Roland-Garros: Aravane Rezai pense déjà à son prochain combat
TENNIS•La Française, battue au premier tour, peut maintenant se tourner vers la recherche d'un nouveau coach...Romain Scotto, à Roland-Garros
Ne pas se fier à son sourire figé et ses mots enjoués. Aravane Rezai positive naturellement quelques heures après sa douche, mais elle ne figure plus dans le tableau du tournoi. Battue dès le premier tour par Begu, une Roumaine sans référence, la Française, d'abord en larmes, semblait soulagée d’en avoir terminé avec l’ambiance pesante de Roland, sa pression, et les questions récurrentes sur ses problèmes familiaux. Sur le court, elle assure pourtant faire abstraction de ces pensées parasites.
«C’était déjà une victoire d’être là. De combattre comme je l’ai fait aujourd’hui, de ne pas baisser les bras. C’était mon objectif.» Soutenue par la Fédération depuis quelques semaines, elle devrait mettre fin à sa collaboration avec Alexia Dechaume, engagée dans une action de coaching commando.
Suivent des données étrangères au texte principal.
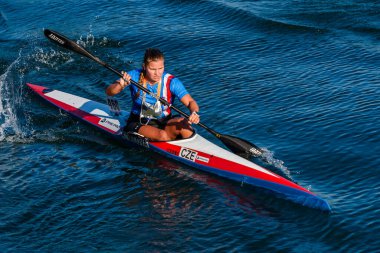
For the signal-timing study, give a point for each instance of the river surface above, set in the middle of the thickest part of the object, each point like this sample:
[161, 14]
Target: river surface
[300, 79]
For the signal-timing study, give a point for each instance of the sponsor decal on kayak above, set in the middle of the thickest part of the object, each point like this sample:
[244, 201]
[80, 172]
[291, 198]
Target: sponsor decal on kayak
[137, 139]
[192, 155]
[109, 124]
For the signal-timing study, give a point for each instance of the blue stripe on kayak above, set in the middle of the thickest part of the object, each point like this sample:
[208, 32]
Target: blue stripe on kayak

La joueuse, qui a coupé les ponts avec son père depuis janvier, va maintenant se tourner vers l’avenir et sa prochaine structure d’entraînement.
Un nouveau coach avant le prochain tournoi
«Je dois reconstituer une nouvelle équipe autour de moi, confie Rezai, pas traumatisée par le contenu de son dernier match. J’ai une petite idée. On ne voulait pas trop me déranger avec ça avant le tournoi. Maintenant on va pouvoir se mettre autour d’une table.» La deuxième joueuse française à la WTA compte bien régler cette question avant son prochain tournoi, à Birmingham. Mais ne dit rien de ses intentions.
Petit à petit, elle songe aussi «à se reconstruire en tant que femme». Un autre combat. Minée par la rupture avec sa famille, Rezai songeait à raccrocher en début d’année. «Aujourd’hui, je dois retrouver la paix en moi, positiver et être à l’aise. Ne pas penser à ces problèmes. C’est ce que j’essaye de faire tous les jours avec les nouvelles personnes qui m’entourent.» A côté de cela, une défaite au premier tour de Roland-Garros ne représente pas grand-chose. La fin de partie sonne parfois comme un début de thérapie.